Everyone knows that \(\pi\) is something about 3.14…

Lets say that we want to estimate \(\pi\) but do not know any formula to do that. This is a problem! Fortunately, we know something about areas of square and circle:

Area of square \[ A = a^2 \]

Area of circle \[ A = \pi r^2 \]

Suppose that we have a circle that has a radius that is half the length of the side of the square. Now we can write the area of the square as:

\[ A = (2r)^2 \]

\[ A = 4r^2 \]

Now, if we know both areas we can estimate \(\pi\) using the formula:

\[ \frac{A_c}{A_s} = \frac{\pi r^2} {4r^2} = \frac{\pi}{4} \]

Ok, but how can we get both areas without using any mathematical formulas? The answer is simple: we just need to use Monte Carlo method and approximate both areas using some random process.

Let’s draw a sample of 1000 random points that lie inside the 2 by 2 square:

x <- runif(1000, -1, 1) # 1000 random numbers between -1 and 1
y <- runif(1000, -1, 1)

And plot them:

plot(x,y, pch = 20)

Some of them lie inside a circle with radius one. The question is which? If we know that \(r=1\) we can compute distance from the origin \((0, 0)\) using the formula:

\[ d = \sqrt{x^2 + y^2} \]

If it is smaller than radius (\(1\)) it means that the point lies inside the circle!

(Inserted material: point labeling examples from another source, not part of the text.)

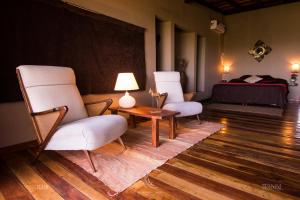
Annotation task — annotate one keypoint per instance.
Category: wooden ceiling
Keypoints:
(228, 7)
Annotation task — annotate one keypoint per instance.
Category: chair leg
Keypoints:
(37, 156)
(121, 142)
(88, 155)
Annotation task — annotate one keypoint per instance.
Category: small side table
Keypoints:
(155, 115)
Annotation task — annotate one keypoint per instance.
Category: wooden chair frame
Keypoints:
(42, 143)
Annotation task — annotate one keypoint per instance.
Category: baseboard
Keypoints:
(18, 147)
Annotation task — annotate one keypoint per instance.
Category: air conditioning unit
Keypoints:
(217, 26)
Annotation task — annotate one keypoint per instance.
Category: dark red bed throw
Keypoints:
(251, 93)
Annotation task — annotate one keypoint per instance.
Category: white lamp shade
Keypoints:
(126, 81)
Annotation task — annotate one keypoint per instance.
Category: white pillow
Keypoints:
(253, 79)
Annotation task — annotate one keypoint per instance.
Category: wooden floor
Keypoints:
(253, 157)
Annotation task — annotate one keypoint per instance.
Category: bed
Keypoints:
(267, 91)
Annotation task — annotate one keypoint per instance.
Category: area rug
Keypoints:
(119, 168)
(258, 110)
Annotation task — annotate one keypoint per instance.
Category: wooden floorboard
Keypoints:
(252, 157)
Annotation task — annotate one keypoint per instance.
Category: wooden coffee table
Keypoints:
(154, 114)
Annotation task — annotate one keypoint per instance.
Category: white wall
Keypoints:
(277, 26)
(141, 13)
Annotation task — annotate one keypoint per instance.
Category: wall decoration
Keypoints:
(181, 66)
(260, 50)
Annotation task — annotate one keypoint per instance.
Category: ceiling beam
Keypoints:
(204, 3)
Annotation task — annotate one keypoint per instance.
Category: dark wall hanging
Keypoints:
(49, 32)
(260, 50)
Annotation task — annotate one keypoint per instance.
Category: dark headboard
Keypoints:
(50, 32)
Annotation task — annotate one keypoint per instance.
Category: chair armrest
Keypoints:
(38, 116)
(61, 108)
(189, 96)
(163, 98)
(107, 101)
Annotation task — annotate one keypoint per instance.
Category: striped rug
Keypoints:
(118, 168)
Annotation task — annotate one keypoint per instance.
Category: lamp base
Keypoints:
(126, 101)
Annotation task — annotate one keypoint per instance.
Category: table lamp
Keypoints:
(125, 82)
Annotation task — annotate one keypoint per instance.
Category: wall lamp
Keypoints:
(226, 70)
(294, 74)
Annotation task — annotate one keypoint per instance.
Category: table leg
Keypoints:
(132, 121)
(155, 132)
(172, 128)
(114, 112)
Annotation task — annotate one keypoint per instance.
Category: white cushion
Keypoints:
(48, 87)
(169, 82)
(253, 79)
(89, 133)
(187, 108)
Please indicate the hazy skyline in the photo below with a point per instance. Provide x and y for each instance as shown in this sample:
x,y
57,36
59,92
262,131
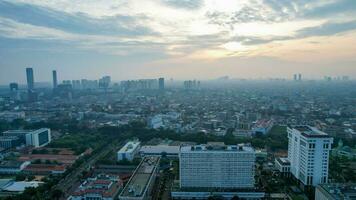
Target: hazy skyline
x,y
176,39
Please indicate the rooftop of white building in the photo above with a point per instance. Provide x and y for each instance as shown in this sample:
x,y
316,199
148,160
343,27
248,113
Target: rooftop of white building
x,y
309,131
139,181
217,146
129,147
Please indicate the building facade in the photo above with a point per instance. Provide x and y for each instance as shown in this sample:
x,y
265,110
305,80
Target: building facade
x,y
335,191
142,180
38,138
129,151
8,142
308,154
217,166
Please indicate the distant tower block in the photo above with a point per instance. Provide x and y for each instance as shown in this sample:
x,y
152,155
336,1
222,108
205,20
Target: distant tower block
x,y
161,83
30,79
54,75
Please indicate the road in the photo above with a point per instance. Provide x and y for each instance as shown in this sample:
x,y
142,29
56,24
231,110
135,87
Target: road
x,y
71,181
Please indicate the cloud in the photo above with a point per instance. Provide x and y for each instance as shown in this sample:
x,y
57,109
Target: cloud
x,y
121,25
327,29
184,4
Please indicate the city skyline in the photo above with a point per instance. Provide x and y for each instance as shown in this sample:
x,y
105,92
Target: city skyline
x,y
177,39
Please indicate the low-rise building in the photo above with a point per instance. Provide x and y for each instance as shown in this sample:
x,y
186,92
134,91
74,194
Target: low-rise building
x,y
8,142
141,182
102,187
12,167
335,191
17,187
158,150
129,151
216,165
282,165
39,138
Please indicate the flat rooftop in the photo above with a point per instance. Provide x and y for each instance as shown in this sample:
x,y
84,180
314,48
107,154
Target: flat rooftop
x,y
309,131
129,147
138,182
217,147
339,190
283,161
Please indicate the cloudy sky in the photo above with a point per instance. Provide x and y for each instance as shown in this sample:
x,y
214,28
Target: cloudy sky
x,y
178,39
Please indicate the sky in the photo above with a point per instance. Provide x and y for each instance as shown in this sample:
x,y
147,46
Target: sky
x,y
179,39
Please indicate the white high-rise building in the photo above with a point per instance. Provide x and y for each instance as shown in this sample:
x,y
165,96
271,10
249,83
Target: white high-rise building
x,y
308,154
38,138
216,165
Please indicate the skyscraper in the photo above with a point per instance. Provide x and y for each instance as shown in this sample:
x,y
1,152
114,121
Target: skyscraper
x,y
14,86
54,75
308,154
30,79
161,83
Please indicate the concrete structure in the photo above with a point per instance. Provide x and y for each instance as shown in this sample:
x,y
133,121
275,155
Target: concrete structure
x,y
14,87
8,142
158,150
129,151
216,165
161,83
12,167
30,79
282,165
54,76
17,187
102,187
308,154
344,151
262,126
335,191
141,182
225,195
38,138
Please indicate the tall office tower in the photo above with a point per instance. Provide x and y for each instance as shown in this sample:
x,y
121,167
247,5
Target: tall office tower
x,y
54,75
38,138
216,165
30,79
308,154
161,83
104,82
14,87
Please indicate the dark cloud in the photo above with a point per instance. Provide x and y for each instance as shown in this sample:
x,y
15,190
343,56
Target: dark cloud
x,y
74,23
184,4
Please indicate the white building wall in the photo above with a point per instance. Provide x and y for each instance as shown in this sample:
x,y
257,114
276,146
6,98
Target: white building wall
x,y
309,157
218,169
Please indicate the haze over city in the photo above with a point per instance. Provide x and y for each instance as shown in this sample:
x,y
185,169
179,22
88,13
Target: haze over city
x,y
179,39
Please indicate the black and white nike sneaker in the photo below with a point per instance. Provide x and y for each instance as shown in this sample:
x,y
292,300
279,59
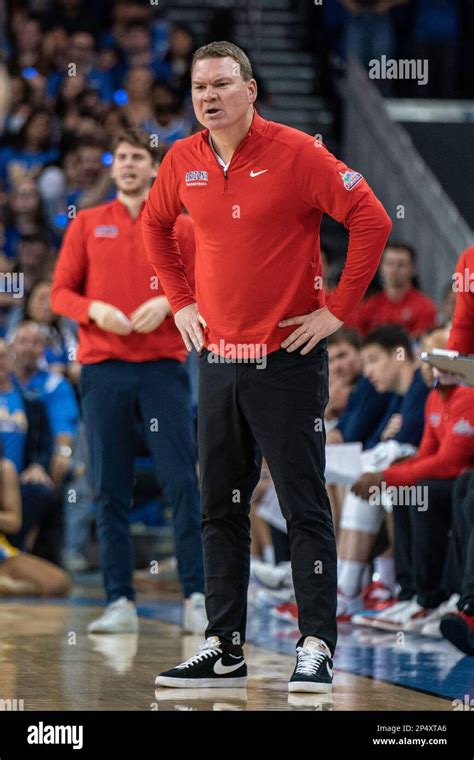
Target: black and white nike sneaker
x,y
313,670
211,667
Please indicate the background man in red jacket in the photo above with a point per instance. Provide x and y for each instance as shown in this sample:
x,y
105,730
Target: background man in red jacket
x,y
257,191
132,356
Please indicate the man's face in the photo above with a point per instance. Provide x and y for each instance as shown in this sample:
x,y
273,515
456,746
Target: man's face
x,y
90,164
344,361
132,169
396,269
381,367
221,98
28,345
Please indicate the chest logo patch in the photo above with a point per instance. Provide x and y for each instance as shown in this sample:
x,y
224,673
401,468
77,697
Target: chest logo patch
x,y
196,178
350,179
106,230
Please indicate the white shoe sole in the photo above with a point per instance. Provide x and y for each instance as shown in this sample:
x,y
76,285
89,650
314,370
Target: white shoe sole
x,y
123,629
307,686
201,683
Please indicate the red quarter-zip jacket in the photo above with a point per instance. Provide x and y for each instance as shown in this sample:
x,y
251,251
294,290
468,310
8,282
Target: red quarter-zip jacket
x,y
461,337
103,259
447,445
415,312
257,232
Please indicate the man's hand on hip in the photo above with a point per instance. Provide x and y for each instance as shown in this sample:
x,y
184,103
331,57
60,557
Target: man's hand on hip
x,y
150,314
311,329
109,318
189,321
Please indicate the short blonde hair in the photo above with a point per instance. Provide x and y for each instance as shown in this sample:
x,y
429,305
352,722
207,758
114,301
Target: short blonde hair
x,y
225,49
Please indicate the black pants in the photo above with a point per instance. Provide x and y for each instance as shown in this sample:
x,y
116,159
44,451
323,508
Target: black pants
x,y
278,411
421,538
460,565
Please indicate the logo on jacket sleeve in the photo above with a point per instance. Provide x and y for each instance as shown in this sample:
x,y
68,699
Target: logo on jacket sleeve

colors = c() # create vector with colors
for (i in 1:length(x)){
  dist <- sqrt(x[i]**2 + y[i]**2) # formula for distance from the origin
  if (dist < 1){
    color <- "red" # red if the point lies inside the circle 
  } else {
    color <- "black" # black if it does not
  }
  colors <- c(colors, color)
}
plot(x,y, pch = 20, col = colors)

Now, to approximate \(\frac{\pi}{4}\) we need to compute the ratio between red points and all points!

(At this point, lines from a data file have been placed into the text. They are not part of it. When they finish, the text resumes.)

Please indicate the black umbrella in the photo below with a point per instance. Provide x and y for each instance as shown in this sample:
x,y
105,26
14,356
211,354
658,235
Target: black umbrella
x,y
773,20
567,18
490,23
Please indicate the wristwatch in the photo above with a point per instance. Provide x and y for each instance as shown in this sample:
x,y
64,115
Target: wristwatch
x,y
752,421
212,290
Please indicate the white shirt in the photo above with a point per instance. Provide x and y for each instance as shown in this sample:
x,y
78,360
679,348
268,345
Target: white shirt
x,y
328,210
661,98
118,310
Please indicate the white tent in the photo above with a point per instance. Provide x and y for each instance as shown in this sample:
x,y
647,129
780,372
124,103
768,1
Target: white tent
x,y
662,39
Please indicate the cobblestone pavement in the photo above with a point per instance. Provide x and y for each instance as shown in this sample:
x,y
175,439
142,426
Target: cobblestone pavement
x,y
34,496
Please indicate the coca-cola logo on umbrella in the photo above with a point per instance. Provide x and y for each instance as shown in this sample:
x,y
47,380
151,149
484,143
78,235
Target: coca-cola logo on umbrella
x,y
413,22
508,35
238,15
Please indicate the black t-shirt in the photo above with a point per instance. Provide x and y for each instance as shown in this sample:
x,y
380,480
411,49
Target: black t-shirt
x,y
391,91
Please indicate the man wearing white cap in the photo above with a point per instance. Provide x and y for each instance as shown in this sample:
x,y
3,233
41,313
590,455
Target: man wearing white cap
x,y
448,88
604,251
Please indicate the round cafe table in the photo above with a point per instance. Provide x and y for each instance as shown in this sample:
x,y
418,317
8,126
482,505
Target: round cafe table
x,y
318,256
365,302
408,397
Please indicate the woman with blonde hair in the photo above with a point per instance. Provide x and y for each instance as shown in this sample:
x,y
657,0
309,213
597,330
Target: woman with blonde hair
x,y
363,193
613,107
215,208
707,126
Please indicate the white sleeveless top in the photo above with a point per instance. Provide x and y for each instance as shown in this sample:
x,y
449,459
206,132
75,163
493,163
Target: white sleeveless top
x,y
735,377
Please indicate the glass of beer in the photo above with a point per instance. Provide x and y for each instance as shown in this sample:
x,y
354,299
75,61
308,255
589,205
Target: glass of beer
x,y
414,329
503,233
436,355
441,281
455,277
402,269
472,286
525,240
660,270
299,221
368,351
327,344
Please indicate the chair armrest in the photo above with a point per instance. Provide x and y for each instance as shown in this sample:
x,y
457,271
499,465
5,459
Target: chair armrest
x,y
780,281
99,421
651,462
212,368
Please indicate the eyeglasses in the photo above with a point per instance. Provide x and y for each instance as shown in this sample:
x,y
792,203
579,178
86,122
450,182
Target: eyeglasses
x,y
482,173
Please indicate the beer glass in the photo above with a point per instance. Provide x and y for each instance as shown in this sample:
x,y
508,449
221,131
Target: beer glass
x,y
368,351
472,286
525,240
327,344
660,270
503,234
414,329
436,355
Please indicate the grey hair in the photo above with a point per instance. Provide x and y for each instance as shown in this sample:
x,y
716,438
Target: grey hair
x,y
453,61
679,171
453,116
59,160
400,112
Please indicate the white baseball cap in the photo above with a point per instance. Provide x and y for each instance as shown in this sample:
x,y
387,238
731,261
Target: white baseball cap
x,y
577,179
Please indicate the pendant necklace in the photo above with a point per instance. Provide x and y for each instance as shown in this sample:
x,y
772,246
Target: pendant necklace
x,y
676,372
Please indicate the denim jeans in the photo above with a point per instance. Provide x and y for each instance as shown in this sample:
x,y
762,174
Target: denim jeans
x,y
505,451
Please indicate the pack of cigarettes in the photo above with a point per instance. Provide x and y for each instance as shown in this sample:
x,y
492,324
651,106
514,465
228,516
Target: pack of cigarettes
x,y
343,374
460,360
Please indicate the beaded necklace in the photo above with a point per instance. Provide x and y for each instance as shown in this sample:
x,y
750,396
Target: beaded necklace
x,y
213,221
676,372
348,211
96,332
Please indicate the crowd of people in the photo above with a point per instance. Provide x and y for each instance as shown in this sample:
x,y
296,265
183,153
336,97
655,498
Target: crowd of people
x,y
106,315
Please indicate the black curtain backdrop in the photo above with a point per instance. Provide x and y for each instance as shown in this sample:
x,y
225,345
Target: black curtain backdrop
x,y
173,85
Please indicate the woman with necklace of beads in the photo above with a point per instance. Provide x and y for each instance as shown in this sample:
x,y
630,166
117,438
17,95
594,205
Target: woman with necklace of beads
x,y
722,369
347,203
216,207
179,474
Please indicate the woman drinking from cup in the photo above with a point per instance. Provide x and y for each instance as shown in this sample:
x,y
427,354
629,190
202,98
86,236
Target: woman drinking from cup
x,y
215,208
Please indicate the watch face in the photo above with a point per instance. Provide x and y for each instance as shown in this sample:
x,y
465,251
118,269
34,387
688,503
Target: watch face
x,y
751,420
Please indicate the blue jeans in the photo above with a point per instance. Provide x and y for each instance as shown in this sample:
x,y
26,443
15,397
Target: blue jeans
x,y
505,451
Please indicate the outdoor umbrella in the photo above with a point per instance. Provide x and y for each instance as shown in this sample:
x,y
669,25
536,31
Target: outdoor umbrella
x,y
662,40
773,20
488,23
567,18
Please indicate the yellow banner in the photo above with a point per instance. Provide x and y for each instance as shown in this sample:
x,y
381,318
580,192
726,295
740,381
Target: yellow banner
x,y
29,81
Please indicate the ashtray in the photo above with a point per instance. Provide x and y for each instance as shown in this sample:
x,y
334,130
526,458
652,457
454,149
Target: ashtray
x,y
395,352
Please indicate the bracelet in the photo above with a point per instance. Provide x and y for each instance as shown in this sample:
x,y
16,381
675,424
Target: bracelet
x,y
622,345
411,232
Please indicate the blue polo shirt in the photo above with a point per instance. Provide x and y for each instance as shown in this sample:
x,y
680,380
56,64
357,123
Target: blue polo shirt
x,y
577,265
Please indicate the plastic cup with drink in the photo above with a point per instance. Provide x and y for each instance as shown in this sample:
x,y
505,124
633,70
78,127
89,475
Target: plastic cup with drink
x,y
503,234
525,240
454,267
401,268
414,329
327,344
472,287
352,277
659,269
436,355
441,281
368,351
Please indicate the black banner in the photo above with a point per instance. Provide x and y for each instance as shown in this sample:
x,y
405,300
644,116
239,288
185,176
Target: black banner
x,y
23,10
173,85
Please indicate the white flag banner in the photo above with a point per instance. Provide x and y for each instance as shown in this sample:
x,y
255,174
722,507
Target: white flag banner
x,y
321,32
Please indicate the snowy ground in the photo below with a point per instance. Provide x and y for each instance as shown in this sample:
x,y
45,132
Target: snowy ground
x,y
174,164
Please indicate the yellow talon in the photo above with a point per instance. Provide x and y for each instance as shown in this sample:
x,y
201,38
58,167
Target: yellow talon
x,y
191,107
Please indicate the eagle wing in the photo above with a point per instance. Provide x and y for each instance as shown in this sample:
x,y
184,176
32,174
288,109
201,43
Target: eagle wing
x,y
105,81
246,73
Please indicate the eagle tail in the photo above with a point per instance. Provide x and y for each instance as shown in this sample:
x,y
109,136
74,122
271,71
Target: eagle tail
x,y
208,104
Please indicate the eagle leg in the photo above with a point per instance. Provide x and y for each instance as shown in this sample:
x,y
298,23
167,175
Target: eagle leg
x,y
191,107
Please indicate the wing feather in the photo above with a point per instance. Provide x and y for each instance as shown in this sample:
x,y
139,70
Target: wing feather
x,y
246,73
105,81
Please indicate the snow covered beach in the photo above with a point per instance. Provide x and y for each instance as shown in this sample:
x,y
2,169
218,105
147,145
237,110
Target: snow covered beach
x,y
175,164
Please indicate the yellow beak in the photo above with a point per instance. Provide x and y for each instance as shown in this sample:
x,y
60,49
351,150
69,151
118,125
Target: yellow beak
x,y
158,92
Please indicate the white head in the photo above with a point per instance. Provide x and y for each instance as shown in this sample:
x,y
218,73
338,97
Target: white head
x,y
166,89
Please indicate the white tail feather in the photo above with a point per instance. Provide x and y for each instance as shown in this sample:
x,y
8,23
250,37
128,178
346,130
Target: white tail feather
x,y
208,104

count_red <- table(colors)["red"]
count_red / 1000
##   red 
## 0.789

To get \(\pi\) we just need to multiply it by four (because the ratio is \(\frac{\pi}{4}\):

(count_red / 1000) * 4
##   red 
## 3.156

Pretty bad, huh? Maybe we have too few points. Lets try with 100 000:

n_sim <- 100000
x <- runif(n_sim, -1, 1)
y <- runif(n_sim, -1, 1)

in_circle <- 0 # we will use simple counter

for (i in 1:length(x)){
  dist <- sqrt(x[i]**2 + y[i]**2)
  if (dist < 1){
    in_circle <- in_circle + 1
  } 
}

(in_circle / n_sim) * 4
## [1] 3.14092

This is much better! The basic idea is that by selecting random points from uniform distribution we can approximate ratio between area of the circle and area of the square and by doing that we can estimate \(\pi\)!

To be frank this example has been done to death. Let’s do something more interesting. Instead of 2D shapes we can use 3D shapes!

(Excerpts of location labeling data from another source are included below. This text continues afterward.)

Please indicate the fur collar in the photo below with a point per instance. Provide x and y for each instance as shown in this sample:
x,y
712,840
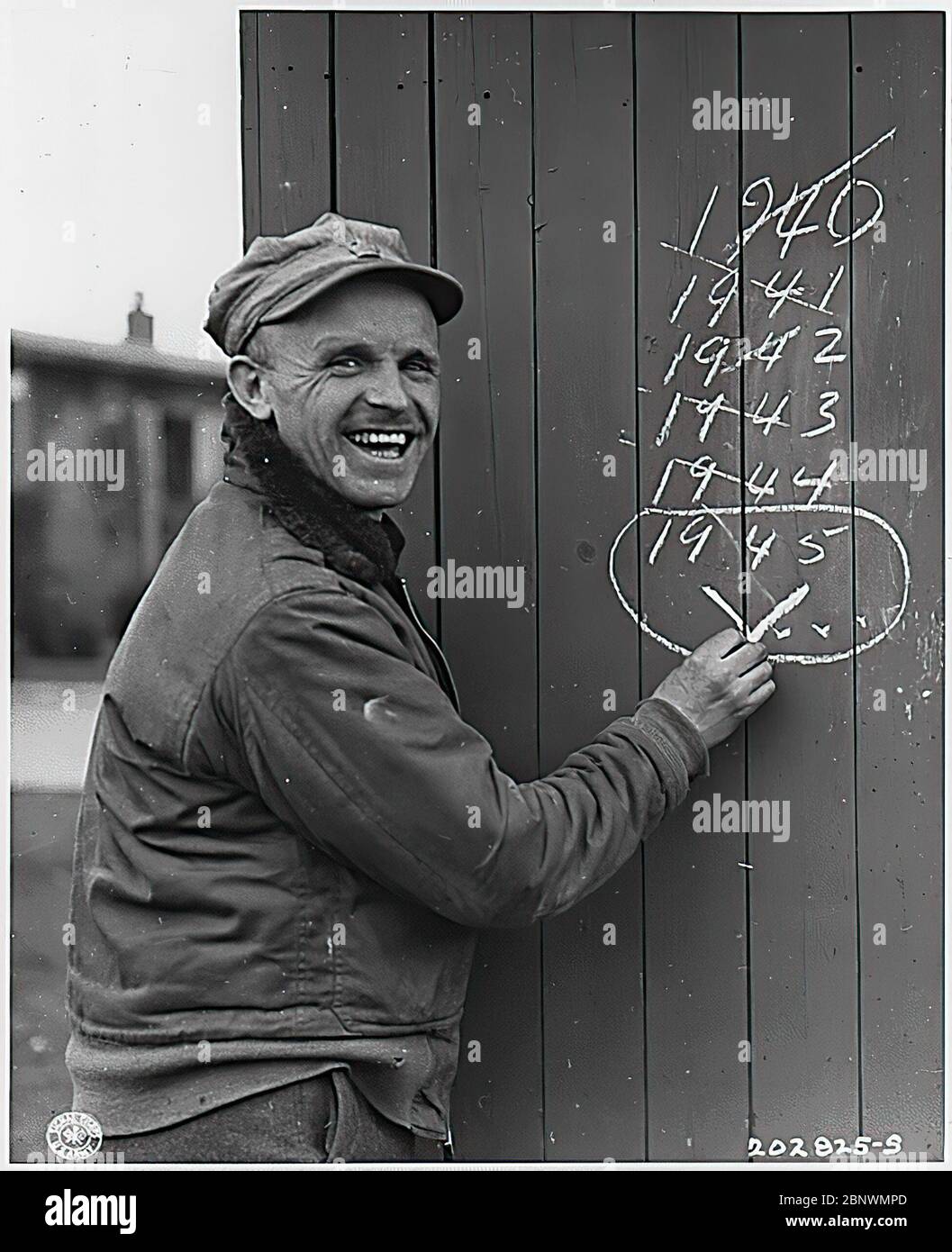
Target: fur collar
x,y
352,542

Volume of cube \[ V = a^3 = (2r)^3 = 8r^3 \] Volume of sphere \[ V = 4/3 \pi r^3 \]

Ratio \[ \frac{V_s}{V_c} = \frac{4/3 \pi r^3}{8r^3} = \frac{4/3\pi}{8} = \frac{\pi}{6} \]

n_sim <- 10000
# Now we have 3 coordinates
x <- runif(n_sim, -1, 1) 
y <- runif(n_sim, -1, 1)
z <- runif(n_sim, -1, 1)
library(rgl) # library to plot in 3D
in_sphere <- 0
colors = c()
for (i in 1:length(x)){
  dist <- sqrt(x[i]**2 + y[i]**2 + z[i]**2) # distance from the origin
  if (dist < 1){
    color <- "red"
    in_sphere <- in_sphere + 1
  } else {
    color <- "black" 
  }
  colors <- c(colors, color)
}
plot3d(x,y,z, pch = 20, col = colors)
(in_sphere / n_sim) * 6
## [1] 3.1746

Enjoy the Pi Day!